6 IN VIVO ABSORPTION STUDY

The study is conducted with six male beagle dogs fasting at night for about 20 hours. The weight of dogs ranges from 9.35 to 13.35 kg before the first drug administration. We used a cross-sectional design of two blocks divided into a compressed matrix block and a mini-compressed matrix block.

A solution of ranitidine hydrochloride (50 mg / 5 ml) diluted in a 1: 1 ratio with 5% glucose is injected intravenously as a slow mass within 2 minutes and 30 minutes prior to administration of the tablets. Two tablets or two capsules filled with minicompressed (100 mg PTK787 / dog) are administered orally into the deep throat, followed by an aid of 20 ml of water through a plastic syringe. Four hours after administration of the tablet formulations, dogs are offered standard 300 g pellet dog food.

Free excess water is allowed at all times. Blood samples from 2 mls are collected from the venal cephalic before (t = 0) and after 0, 25, 0.50, 0.75, 1, 1,5,2, 3, 4, 6, 8, 10, and 24 hours after dosing in heparinized syringes. Plasma is obtained after centrifugation for 10 minutes at 4 ° C. Plasma drug concentration is determined using an MS / MS HPLC method.

Incorporation of the pH modifier significantly enhances the in vitro and in vivo performance of PTK787 matrix tablets and empressed matrix tablets. In the case of the monolithic matrix tablet, AUC (0-24h) increases approximately 5-fold due to the presence of fumaric acid, and in the case of minicompressed, an 8-fold increase in mean AUC levels (0-24h) due to pH (p <0.001) could be observed (Figure 3).

In addition, the inclusion of a pH modifier distinctively reduces inter-dog variability in terms of coefficient variability (p <0.001) (Figure 4).

The following table summarizes the average pharmacokinetic parameters obtained from monolithic and mini-compressed tablets.
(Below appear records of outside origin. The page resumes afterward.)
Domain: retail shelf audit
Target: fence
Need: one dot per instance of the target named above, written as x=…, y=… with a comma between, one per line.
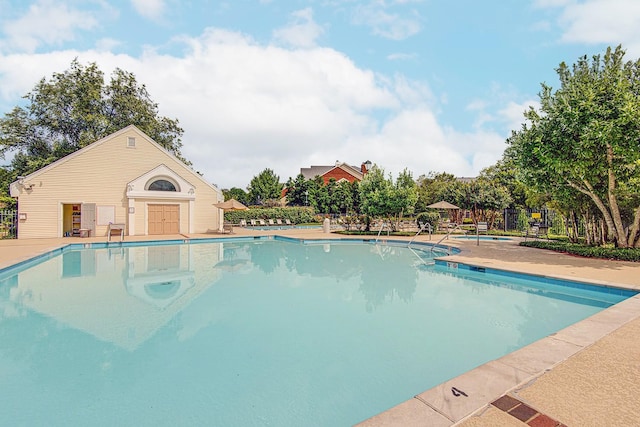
x=520, y=219
x=8, y=224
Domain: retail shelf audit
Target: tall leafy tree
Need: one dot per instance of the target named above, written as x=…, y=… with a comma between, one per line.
x=236, y=193
x=75, y=108
x=586, y=137
x=265, y=187
x=380, y=196
x=297, y=191
x=435, y=187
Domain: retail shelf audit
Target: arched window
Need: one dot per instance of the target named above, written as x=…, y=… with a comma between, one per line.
x=162, y=185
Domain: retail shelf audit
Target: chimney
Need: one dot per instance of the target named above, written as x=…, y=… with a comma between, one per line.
x=364, y=168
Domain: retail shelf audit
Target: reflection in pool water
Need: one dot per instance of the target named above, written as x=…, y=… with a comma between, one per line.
x=259, y=332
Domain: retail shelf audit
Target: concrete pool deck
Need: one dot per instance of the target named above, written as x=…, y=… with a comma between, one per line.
x=584, y=375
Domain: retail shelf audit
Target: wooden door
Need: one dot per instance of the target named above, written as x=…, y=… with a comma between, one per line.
x=171, y=219
x=164, y=219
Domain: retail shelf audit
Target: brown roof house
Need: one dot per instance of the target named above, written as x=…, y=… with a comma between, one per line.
x=125, y=179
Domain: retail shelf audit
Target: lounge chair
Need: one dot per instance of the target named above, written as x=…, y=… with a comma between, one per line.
x=482, y=227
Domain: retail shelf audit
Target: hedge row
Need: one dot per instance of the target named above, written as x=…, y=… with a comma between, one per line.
x=297, y=215
x=620, y=254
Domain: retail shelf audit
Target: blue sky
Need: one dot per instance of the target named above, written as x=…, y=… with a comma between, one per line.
x=428, y=85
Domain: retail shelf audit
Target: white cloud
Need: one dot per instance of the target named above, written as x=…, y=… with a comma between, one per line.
x=401, y=56
x=302, y=31
x=393, y=26
x=46, y=22
x=150, y=9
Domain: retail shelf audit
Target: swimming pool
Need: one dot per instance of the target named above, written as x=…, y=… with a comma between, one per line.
x=283, y=227
x=262, y=331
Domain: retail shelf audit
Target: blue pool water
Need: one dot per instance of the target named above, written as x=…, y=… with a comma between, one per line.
x=473, y=237
x=283, y=227
x=255, y=332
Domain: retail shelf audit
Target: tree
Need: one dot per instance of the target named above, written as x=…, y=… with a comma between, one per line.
x=380, y=196
x=586, y=138
x=435, y=187
x=297, y=191
x=75, y=108
x=485, y=199
x=264, y=187
x=236, y=193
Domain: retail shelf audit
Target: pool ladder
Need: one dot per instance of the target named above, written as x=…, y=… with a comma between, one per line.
x=423, y=226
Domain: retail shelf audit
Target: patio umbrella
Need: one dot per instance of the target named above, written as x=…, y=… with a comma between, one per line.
x=442, y=205
x=231, y=205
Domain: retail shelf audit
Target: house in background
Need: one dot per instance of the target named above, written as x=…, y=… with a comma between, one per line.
x=125, y=178
x=340, y=171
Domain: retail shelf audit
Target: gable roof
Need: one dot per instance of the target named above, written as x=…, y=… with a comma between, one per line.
x=100, y=142
x=313, y=171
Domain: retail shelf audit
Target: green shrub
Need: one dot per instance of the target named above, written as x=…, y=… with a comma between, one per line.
x=620, y=254
x=297, y=215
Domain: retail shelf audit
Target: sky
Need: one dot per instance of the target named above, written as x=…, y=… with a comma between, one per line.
x=423, y=85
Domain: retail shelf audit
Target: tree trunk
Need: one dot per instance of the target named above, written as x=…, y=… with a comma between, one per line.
x=599, y=204
x=621, y=235
x=634, y=232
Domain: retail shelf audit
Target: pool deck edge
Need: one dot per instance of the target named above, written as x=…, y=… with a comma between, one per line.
x=542, y=374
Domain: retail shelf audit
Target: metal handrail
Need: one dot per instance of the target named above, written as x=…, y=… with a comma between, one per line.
x=380, y=231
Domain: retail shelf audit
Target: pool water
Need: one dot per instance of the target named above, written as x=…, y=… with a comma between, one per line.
x=255, y=332
x=474, y=237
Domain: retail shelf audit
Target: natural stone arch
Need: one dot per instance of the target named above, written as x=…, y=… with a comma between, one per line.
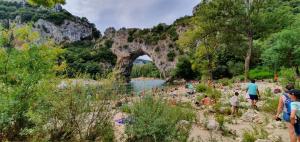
x=127, y=52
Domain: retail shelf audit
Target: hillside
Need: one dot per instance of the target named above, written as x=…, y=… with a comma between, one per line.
x=57, y=23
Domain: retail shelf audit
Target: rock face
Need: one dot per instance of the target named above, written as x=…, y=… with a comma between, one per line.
x=127, y=52
x=67, y=32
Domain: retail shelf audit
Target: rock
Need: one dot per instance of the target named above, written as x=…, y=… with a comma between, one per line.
x=128, y=50
x=274, y=138
x=212, y=125
x=276, y=125
x=262, y=140
x=69, y=31
x=252, y=116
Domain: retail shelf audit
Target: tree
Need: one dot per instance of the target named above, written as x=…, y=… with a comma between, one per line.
x=243, y=20
x=283, y=48
x=47, y=3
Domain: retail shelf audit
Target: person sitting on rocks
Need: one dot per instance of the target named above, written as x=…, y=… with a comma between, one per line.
x=295, y=112
x=284, y=106
x=252, y=90
x=234, y=101
x=206, y=101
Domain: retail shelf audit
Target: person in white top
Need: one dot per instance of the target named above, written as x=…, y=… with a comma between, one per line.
x=234, y=101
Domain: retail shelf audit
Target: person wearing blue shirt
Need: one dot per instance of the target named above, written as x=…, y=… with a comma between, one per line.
x=252, y=90
x=295, y=112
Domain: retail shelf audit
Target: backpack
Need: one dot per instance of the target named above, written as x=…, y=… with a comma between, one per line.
x=287, y=105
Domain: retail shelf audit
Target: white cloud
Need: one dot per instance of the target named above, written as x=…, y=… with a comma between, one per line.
x=130, y=13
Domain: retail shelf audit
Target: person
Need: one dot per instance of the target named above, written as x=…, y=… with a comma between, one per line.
x=234, y=101
x=295, y=112
x=206, y=101
x=252, y=90
x=284, y=108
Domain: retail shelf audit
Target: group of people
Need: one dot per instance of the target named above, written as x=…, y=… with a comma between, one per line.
x=289, y=107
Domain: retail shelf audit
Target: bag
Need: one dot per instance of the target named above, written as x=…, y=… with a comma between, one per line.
x=287, y=104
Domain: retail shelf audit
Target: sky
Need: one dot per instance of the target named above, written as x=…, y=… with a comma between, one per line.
x=130, y=13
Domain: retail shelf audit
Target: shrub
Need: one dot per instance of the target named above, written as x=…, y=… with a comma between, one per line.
x=201, y=88
x=260, y=73
x=287, y=76
x=270, y=105
x=171, y=55
x=155, y=120
x=77, y=113
x=257, y=132
x=184, y=69
x=225, y=81
x=235, y=68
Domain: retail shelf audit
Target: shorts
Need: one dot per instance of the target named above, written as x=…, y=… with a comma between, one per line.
x=297, y=128
x=253, y=97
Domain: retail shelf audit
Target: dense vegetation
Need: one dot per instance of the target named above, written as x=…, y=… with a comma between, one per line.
x=257, y=38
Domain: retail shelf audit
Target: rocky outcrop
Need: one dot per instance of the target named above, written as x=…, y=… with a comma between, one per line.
x=67, y=32
x=127, y=52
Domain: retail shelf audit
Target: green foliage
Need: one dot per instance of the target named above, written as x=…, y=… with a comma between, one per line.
x=171, y=55
x=82, y=57
x=155, y=120
x=201, y=88
x=23, y=67
x=184, y=69
x=225, y=81
x=77, y=113
x=235, y=68
x=145, y=70
x=283, y=48
x=271, y=104
x=287, y=76
x=257, y=132
x=261, y=73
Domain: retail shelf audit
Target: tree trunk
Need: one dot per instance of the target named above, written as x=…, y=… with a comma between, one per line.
x=248, y=55
x=297, y=71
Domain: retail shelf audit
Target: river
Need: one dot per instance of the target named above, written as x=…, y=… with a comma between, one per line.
x=139, y=85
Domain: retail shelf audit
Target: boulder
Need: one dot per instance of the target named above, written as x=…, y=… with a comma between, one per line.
x=212, y=125
x=252, y=116
x=274, y=138
x=276, y=125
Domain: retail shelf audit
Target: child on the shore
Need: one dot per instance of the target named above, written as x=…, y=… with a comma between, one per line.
x=234, y=101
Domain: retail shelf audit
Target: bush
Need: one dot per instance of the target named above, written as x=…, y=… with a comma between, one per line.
x=171, y=55
x=287, y=76
x=155, y=120
x=225, y=81
x=271, y=104
x=256, y=133
x=235, y=68
x=260, y=73
x=184, y=69
x=201, y=88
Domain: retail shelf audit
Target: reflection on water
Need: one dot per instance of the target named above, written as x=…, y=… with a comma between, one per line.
x=140, y=85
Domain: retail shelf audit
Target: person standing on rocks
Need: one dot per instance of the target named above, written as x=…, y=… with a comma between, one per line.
x=252, y=90
x=285, y=108
x=295, y=112
x=234, y=101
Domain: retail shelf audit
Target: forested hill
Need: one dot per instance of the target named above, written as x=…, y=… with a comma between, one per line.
x=55, y=23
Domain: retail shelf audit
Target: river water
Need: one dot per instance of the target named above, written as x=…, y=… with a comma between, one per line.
x=146, y=84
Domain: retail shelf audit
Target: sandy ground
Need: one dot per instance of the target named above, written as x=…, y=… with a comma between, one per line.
x=198, y=132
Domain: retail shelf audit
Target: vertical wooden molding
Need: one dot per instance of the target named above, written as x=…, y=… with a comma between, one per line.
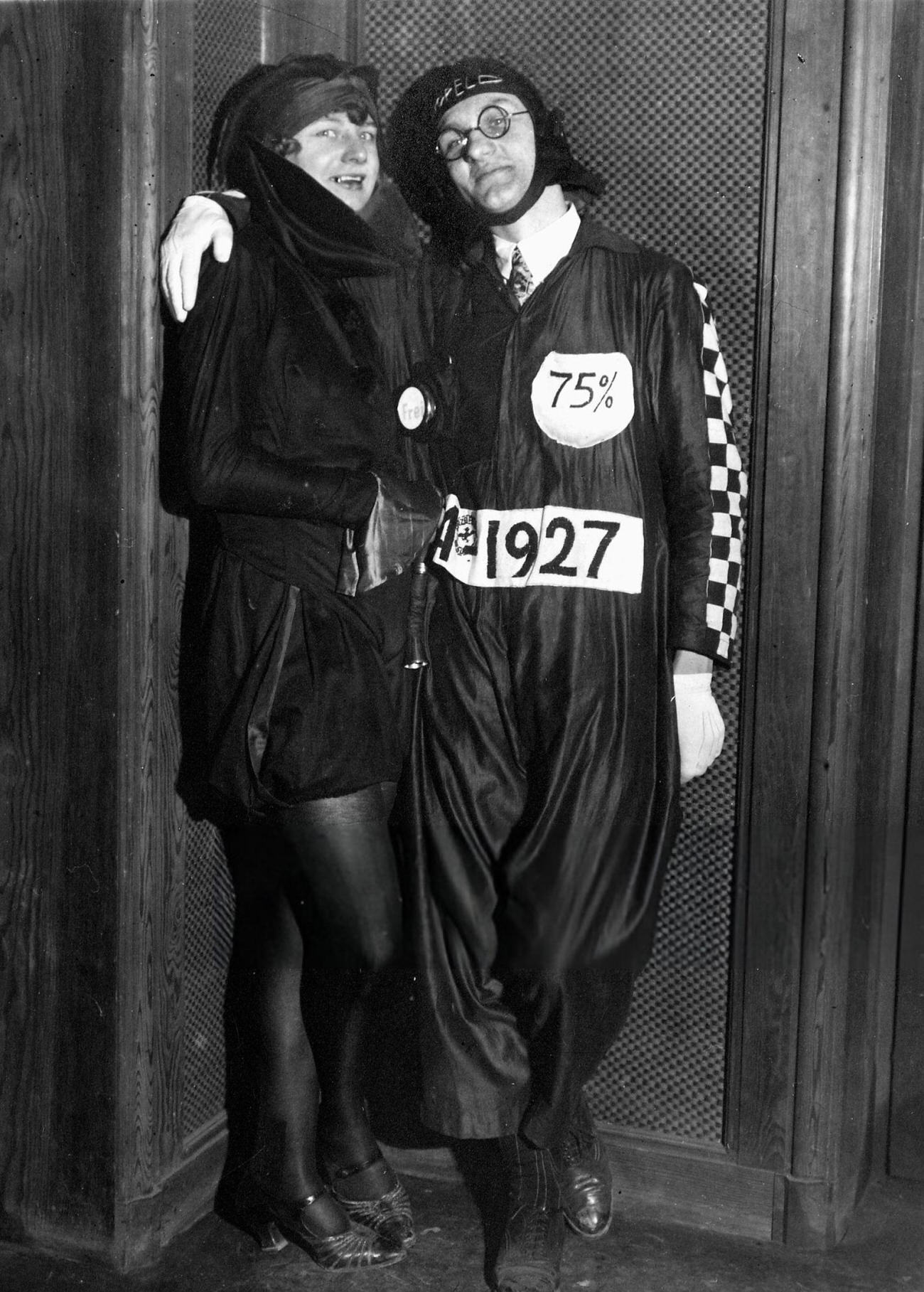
x=824, y=1097
x=151, y=565
x=788, y=471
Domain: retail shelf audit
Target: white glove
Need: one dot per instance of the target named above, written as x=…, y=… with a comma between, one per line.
x=198, y=225
x=699, y=724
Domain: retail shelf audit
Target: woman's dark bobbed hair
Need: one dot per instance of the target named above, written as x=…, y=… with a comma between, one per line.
x=273, y=101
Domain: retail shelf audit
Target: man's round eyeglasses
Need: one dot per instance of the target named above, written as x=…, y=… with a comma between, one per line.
x=494, y=122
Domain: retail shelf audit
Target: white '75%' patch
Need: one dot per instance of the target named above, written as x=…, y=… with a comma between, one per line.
x=582, y=400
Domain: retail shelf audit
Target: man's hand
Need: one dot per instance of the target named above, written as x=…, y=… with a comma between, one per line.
x=198, y=225
x=699, y=724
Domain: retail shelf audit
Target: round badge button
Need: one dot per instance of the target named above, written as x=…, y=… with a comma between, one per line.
x=415, y=407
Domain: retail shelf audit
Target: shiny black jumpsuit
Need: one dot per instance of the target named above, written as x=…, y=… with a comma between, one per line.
x=597, y=531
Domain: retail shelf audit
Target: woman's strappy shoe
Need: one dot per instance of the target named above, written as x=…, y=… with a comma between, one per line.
x=390, y=1214
x=273, y=1222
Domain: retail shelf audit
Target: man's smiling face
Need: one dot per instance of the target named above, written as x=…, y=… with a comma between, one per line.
x=491, y=175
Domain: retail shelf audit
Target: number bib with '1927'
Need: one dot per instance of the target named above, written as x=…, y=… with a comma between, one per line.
x=526, y=547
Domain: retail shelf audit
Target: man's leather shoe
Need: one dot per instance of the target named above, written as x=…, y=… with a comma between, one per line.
x=586, y=1182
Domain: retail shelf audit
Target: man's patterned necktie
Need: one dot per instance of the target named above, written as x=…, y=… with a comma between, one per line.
x=520, y=281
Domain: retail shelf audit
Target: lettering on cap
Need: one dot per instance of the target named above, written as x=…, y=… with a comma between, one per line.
x=464, y=85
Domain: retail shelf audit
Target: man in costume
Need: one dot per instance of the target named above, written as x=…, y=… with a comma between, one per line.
x=586, y=580
x=589, y=565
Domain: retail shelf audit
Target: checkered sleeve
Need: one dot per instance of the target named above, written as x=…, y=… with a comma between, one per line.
x=728, y=485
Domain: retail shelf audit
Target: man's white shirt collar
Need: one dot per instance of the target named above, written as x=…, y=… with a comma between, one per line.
x=540, y=251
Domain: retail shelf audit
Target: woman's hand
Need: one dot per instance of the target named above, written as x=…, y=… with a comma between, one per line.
x=199, y=225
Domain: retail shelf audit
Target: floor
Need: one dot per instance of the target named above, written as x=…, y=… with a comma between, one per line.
x=881, y=1252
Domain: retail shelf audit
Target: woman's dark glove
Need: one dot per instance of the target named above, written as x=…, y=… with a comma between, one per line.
x=401, y=525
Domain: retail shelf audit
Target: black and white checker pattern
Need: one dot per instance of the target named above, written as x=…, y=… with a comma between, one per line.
x=729, y=490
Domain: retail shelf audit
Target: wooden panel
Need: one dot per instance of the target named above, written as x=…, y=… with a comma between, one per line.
x=835, y=1051
x=780, y=636
x=895, y=597
x=150, y=817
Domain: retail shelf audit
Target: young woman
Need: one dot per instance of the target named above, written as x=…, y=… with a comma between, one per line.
x=290, y=444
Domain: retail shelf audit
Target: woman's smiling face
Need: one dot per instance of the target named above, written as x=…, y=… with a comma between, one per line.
x=340, y=155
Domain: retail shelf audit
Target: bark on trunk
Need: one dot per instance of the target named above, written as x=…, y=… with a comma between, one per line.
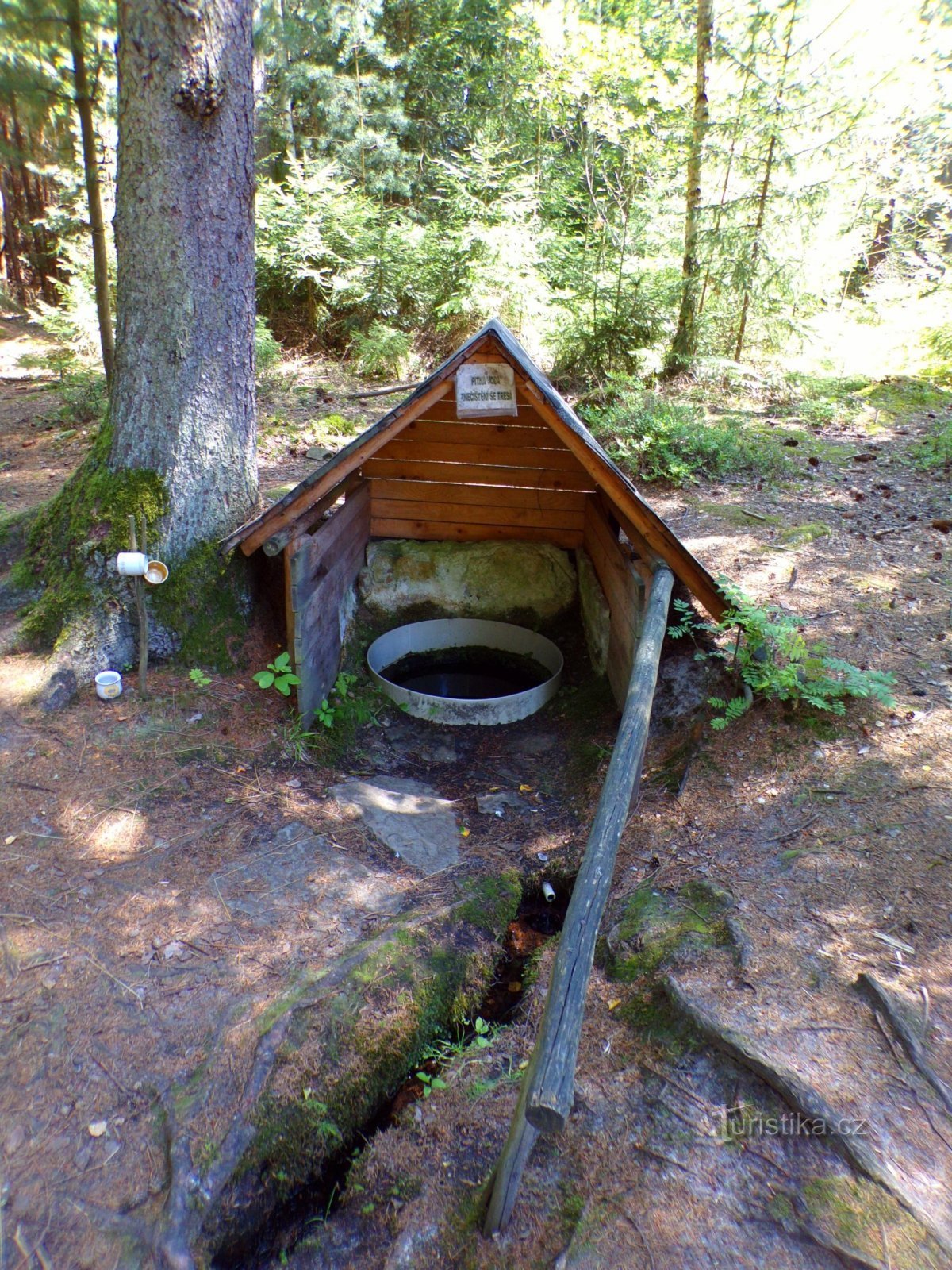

SERUM CONCENTRATIONS AND PHARMACOKINETIC PARAMETERS

<table> table see original document page 39 </column> </row> <table>

A = Matrix tablet without fumaric acid according to Example 5;

A-FA = Fumaric acid matrix tablet according to Example 3;

B = Mini-compressed matrix without fumaric acid according to Example 5;

B-FA = Mini-compressed fumaric acid matrices according to Example 3.

Claims (9)

Solid pharmaceutical composition, characterized in that it comprises: (i) 1- (4-chloroanilino) -4- (4-pyridylmethyl) phthalazine or a pharmaceutically acceptable salt thereof; (ii) a pH modifier selected from: citric acid, fumaric acid, succinic acid, succinic acid anhydride, adipic acid, aspartic acid, glutamic acid and maleic acid. Pharmaceutical composition according to claim 1, characterized in that it comprises: (i) 1- (4-chloroanilino) -4- (4-pyridylmethyl) phthalazine (Agent) or a pharmaceutically acceptable salt thereof; a pH modifier selected from citric acid, fumaric acid, succinic acid, succinic acid anhydride, adipic acid, aspartic acid, glutamic acid and maleic acid (iii) a polymer. Pharmaceutical composition according to claim 1 or 2, characterized in that it comprises 1- (4-chloroanilino) -4- (4-pyridylmethyl) phthalazine succinate. Pharmaceutical composition according to Claim 1, 2 or 3, characterized in that the pH modifier is fumaric acid. Pharmaceutical composition according to Claim 1, 2 or 3, characterized in that the pH modifier is succinic acid or succinic acid anhydride. Pharmaceutical composition according to any one of claims 1 to 5, characterized in that the weight / weight ratio of a pH modifier to Agent is between 0.01: 1 and 10: 1. Pharmaceutical composition according to claim 6, characterized in that the weight / weight ratio of a pH modifier to Agent is between 0.5: 1 and 2: 1. Pharmaceutical composition according to claim 6, characterized in that the weight / weight ratio of a pH modifier to Agent is about 1: 1. Use of a solid pharmaceutical composition as defined in any one of claims 1 to 8, characterized in that it is for the preparation of a medicament for the treatment of patients with disorders associated with dysregulated angiogenesis.